1 What this class is about

Chapter 1 Readings

Mathematics, Statistics, and Teaching (Cobb and Moore 1997)

Inference to the Best Explanation (Lipton 2000)

1.1 What is inference?

“Inference” is not easy to define. Do an online search and you’ll find many potential definitions for “inference” or “inferential reasoning”.

A search for “statistical inference” returns narrower definitions, typically focusing on drawing “conclusions”¹ about a population using a sample of data. This course will cover statistical inference, but it will not be limited to statistical inference. Our interest is in any kind of inference, broadly defined, that is based at least in part upon analyzing data.

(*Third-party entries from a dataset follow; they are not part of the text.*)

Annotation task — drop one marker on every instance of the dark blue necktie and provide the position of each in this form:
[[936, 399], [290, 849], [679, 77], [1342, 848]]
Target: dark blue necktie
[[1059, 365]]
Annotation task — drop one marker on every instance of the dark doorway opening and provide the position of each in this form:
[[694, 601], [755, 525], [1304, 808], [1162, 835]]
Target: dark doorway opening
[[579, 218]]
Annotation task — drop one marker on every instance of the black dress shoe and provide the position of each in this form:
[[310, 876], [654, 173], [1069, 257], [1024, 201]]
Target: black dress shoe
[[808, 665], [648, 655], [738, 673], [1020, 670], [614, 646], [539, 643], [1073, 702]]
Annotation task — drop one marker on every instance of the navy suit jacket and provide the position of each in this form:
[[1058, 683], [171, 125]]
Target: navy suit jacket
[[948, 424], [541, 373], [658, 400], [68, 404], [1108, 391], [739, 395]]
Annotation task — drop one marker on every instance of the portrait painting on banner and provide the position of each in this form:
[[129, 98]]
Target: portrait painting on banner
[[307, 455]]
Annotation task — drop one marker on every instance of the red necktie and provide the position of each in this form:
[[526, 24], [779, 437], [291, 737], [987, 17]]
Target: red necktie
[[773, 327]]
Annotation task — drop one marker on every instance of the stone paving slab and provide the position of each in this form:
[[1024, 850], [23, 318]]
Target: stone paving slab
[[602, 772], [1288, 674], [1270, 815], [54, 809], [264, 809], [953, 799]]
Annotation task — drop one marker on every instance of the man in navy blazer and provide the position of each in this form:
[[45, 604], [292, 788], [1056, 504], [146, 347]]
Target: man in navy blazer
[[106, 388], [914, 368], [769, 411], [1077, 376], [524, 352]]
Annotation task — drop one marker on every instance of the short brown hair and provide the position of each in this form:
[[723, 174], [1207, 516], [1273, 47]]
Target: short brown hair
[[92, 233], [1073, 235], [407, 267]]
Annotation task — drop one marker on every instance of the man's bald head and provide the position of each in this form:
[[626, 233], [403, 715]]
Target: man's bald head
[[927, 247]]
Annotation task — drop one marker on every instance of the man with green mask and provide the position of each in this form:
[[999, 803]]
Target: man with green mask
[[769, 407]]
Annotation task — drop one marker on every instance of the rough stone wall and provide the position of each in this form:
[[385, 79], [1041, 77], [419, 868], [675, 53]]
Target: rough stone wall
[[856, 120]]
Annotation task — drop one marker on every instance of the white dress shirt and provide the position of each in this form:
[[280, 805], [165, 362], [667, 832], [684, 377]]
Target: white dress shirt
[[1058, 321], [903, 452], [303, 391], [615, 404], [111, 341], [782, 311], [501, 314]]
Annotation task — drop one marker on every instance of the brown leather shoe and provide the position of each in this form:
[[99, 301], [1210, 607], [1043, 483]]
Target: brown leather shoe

Example: Prior to Pfizer’s COVID-19 vaccine being made available to the public, a “Phase 3 trial” was conducted. There were roughly 43,000 participants, split randomly into vaccine and placebo (no vaccine) groups. Out of 170 confirmed COVID-19 cases among participants, 162 were in the placebo group and 8 were in the vaccine group.(Link to paper)

We might infer from this that:

The vaccine is effective, because it is extremely unlikely that the number of cases among those vaccinated (8) would be so much smaller than the number of cases among those not vaccinated (162) if the vaccine was equivalent to placebo.

Since equal numbers of participants were randomly assigned to get the vaccine or a get placebo, and these participants were presumably unaware of which they received, we might infer that “random chance” is the only potential explanation for the trial’s outcome other than the vaccine being effective. And, based on the data (8 vaccinated cases vs. 162 unvaccinated cases), random chance is not a believable explanation. Thus we infer that the vaccine is effective.
In this study, the chance of a vaccinated person getting infected was roughly 5% as big as the chance of an unvaccinated person getting infected (8/162 = 0.049). We might infer from this that the vaccine was “95% effective” ² But, since we only have 170 cases, there is sizable uncertainty in this estimate. We might infer that the population level value was somewhere inside the reported 95%³ confidence interval of 2.4% and 9.7%.
We notice that, even in the placebo group, the number of cases was very small compared to the number of participants (162/21728 = 0.0075). But, we would not be well justified in inferring that the population infection probability for unvaccinated people over the course of the study was close to 0.75%, due to potential sources of bias:
- People who volunteer to be in a phase 3 COVID-19 vaccine trial may have been less likely than most to be exposed to the virus.
- Participants were not testing regularly for COVID-19; they had to elect to get tested. Most people who chose to get tested did so because they showed symptoms or they knew they’d been exposed to someone else with the virus. So we can infer that a large number of infections among the trial participants were missed.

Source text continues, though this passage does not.